Os 6,5 processos finalizados diariamente por cada juiz(a) pode parecer uma estatística boa, mas, na comparação com a quantidade de processos que ingressam no sistema, é possível perceber pequeno avanço e o avanço do problema.
Somente na área de saúde, de acordo com o advogado Fernando Bianchi, sócio do escritório Miglioli, Bianchi, Borrozzino, Bellinatti e Scarabel Advogados (M3BS), é aberta uma nova ação a cada três horas, com base no estudo do CNJ. Isso sem contar as demais áreas do Judiciário. “A maior parte de entradas é a judicialização na saúde privada. É um número muito grande”, explica o advogado ao destacar que o brasileiro tem a cultura da judicializar tudo, o que só provoca aumento do número de processos em tramitação, principalmente os sem solução.
Outro ponto observado por Bianchi é a morosidade e a falta de qualidade técnica das investigações policiais. “Um laudo chega a ficar dois anos e meio na fila do laboratório da Polícia Civil do Estado de São Paulo. Mas temos também os juízes generalistas, que não têm especialização, o que ajudaria na tomada de decisões mais efetivas e rápidas. Julgam problemas de saúde, do consumidor, empresarial, criminal, mas é preciso ter mais capacitação”, reclama ele.
O promotor de Justiça de Araguari (MG) André Luís Alves de Melo vê a necessidade de mudança na estrutura de tramitação do processo na Justiça. “Importante destacar que os artigos transcritos do Código de Processo Penal datam de 1941 — período do fascismo — e não foram atualizados pelas legislações posteriores até a presente data, exceto a redação do artigo 28, mas ainda sem adentrar na discussão da obrigatoriedade. Ademais, naquela época, em 1941, a estrutura jurídica brasileira era outra e a carreira do Ministério Público sequer existia como tal. Nosso CPP foi copiado do Código de Rocco Italliano, o qual era tributo ao inquisitivismo e fascismo, e hoje já foi aprovado no Código de Processo Penal na Itália na década de 90, com outra estrutura processual”.

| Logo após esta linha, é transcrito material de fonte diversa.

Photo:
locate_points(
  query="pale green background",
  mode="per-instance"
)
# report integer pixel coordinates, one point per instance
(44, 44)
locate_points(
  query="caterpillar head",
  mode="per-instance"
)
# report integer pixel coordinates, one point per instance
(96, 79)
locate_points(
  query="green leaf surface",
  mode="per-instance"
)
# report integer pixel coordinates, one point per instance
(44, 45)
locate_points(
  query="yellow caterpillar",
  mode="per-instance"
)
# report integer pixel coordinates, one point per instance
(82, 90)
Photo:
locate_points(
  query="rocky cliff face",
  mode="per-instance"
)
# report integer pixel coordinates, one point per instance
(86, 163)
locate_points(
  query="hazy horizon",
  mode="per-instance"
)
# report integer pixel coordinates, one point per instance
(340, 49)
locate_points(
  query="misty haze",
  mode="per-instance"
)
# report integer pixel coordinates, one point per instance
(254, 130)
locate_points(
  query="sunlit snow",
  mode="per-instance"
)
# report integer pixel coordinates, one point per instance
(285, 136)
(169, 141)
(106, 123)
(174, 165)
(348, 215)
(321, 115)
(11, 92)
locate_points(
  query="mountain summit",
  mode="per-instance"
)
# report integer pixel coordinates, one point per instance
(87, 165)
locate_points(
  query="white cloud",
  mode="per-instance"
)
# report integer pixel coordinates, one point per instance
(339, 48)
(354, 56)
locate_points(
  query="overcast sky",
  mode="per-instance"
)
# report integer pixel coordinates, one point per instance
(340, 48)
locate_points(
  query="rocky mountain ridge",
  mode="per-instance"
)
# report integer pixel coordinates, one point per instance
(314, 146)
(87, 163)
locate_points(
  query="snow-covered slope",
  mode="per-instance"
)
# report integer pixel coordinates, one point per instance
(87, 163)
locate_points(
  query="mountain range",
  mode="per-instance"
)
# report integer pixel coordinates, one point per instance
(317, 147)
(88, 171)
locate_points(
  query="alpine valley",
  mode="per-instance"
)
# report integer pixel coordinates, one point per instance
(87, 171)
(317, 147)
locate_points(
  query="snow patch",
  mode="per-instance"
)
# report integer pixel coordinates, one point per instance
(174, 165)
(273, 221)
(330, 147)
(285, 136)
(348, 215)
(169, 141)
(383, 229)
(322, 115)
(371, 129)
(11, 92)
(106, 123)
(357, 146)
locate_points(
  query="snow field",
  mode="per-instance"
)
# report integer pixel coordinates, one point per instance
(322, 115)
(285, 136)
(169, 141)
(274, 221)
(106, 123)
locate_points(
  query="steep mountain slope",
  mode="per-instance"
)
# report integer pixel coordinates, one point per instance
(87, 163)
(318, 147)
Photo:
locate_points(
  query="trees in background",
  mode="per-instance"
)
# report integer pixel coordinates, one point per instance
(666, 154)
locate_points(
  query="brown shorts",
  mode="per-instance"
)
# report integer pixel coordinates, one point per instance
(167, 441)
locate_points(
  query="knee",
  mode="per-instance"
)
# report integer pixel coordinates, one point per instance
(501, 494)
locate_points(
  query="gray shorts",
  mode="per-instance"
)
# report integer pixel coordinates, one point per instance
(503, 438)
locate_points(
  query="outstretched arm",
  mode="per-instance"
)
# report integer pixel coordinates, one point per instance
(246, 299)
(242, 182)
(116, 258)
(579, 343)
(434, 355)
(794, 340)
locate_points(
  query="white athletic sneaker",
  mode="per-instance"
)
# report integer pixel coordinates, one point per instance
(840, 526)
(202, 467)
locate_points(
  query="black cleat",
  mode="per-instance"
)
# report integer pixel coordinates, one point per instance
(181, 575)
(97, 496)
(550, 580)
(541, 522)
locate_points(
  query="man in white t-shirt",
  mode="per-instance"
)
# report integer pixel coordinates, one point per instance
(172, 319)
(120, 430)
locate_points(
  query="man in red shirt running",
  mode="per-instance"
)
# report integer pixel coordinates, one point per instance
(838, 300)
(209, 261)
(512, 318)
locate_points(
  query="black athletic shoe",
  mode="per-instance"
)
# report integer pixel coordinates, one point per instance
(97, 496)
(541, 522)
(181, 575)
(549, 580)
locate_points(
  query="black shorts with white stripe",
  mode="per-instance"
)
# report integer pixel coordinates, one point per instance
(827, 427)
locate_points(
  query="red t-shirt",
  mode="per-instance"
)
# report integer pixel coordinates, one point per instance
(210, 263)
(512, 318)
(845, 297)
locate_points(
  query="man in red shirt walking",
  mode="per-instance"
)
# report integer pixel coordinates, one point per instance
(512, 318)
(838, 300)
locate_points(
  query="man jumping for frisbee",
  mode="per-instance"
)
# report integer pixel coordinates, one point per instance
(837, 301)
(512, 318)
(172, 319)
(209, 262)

De acordo com o promotor, a política processual tem características diferentes em cada país. Mas é necessário, aqui, verificar a significância de instaurar um processo para toda e qualquer demanda que chegue às cortes, para evitar que o sistema judiciário se torne fracassado. “Haverá economia para todos, afinal, um processo é dinheiro que movimenta a máquina. Nem todo mundo quer isso. É necessário modificar a mentalidade jurídica vigente”, diz Melo.
Uma mudança que, na avaliação de Helder Moroni Câmara, sócio do escritório PMMF Advogados, levará gerações de novos advogados, promotores, procurados e magistrados para mudar. Ele defende a necessidade de encarar as demandas sem a necessidade de chegar ao litígio. “Porque a litigiosidade no Brasil se transformou num costume, o que não acontece nos países nórdicos da Europa”.
“A solução de prateleira, de mais recursos, mais material humanos, mais equipamentos, não resolverá nada. É enxugar gelo, apesar de parecer ótima. Vamos continuar gastando bilhões sem solucionar o problema ao continuarmos aceitando qualquer causa nos tribunais. Assim, o interessado na solução não vai ver solução”, avalia Câmara.
“Da forma como está, não tem solução. O acesso à Justiça é um recurso esgotável, vai acabar. Mas o setor insiste em manter a estrutura que possibilita ganhos a muitas pessoas. O advogado deve orientar seu cliente e defender que nem sempre é necessário utilizar um processo judicial. Repito, os recursos para a Justiça são esgotáveis, não são infinitos. A Justiça é um miniecossistema, que tem limites”, prevê o advogado.